2.2. Hesitant Fuzzy Linguistic Term Set

Let $S=\{s_0,\dots ,s_g\}$ be a linguistic term set with odd cardinality. Rodríguez et al. [5] proposed the concept of the HFLTS as an ordered finite subset of the consecutive linguistic terms of $S$. The HFLTS allows the DMs to use several possible linguistic terms to elicit uncertain decision information. Later, Liao et al. [6] redefined the HFLTS mathematically below:

Definition 1 [6].

Let $x\in X$ be fixed and $S=\left\{s_t\right|t=-\tau ,\dots ,-1,0,1,\dots ,\tau \}$ be a linguistic term set. A HFLTS, $H_S$, is in mathematical term of

$$H_S=\{<x,h_S\left(x\right)>|x\in X\}$$

(3)

where $h_S\left(x\right)$ denotes the possible degrees of the linguistic variable $x$ to the linguistic term set $S$. For convenience, $h_S\left(x\right)$ is called hesitant fuzzy linguistic element (HFLE).

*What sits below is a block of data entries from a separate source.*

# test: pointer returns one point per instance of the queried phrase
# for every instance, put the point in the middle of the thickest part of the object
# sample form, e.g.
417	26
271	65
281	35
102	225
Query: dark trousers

2.3. Cumulative Prospect Theory Value Function

Kahneman and Tversky [15] proposed the prospect theory, which can reflect the DMs’ sensitivity towards the gains and losses. Afterwards, the cumulative prospect theory was proposed [16], which allows the gains and losses to have different weighting functions expressed in the form of a piecewise function as:

$$V\left(x\right)=\{\begin{array}{ll}{x}^{\alpha }& x\ge 0\\ -\lambda {\left(-x\right)}^{\beta }& x<0\end{array}$$

(4)

where $\alpha \left(0\le \alpha <1\right)$ and $\beta \left(0\le \beta <1\right)$ are risk attitude coefficients related to the gains and losses, respectively. $x=0$ is the decision reference point, that is, the DMs’ psychological balance reference point. $\lambda$ is the risk aversion parameter, which means that the losses function is steeper than the gains function. Especially, $\lambda >1$ represents the losses aversion.

By Equation (4), we can see that the cumulative prospect theory value function is divided into the gains domain and losses domain, where the DMs are characterized by the risk aversion and the risk preference, respectively. Especially, when $\alpha =\beta =0.88$, $\lambda =2.25$, the experimental data is consistent with the empirical data [16]. In addition, the DMs’ negative utility on the losses is greater than the positive utility of gains, shown as Figure 1.

3. Linguistic Scale Function and HFLPUS

In this section, inspired by the cumulative prospect theory value function, we propose a linguistic scale function to transform the semantics corresponding to linguistic terms in the HFLTS into the linguistic preference values. According to that, we propose the HFLPUS to flexibly express the semantics and obtain the decision results that are consistent with the DMs’ cognition.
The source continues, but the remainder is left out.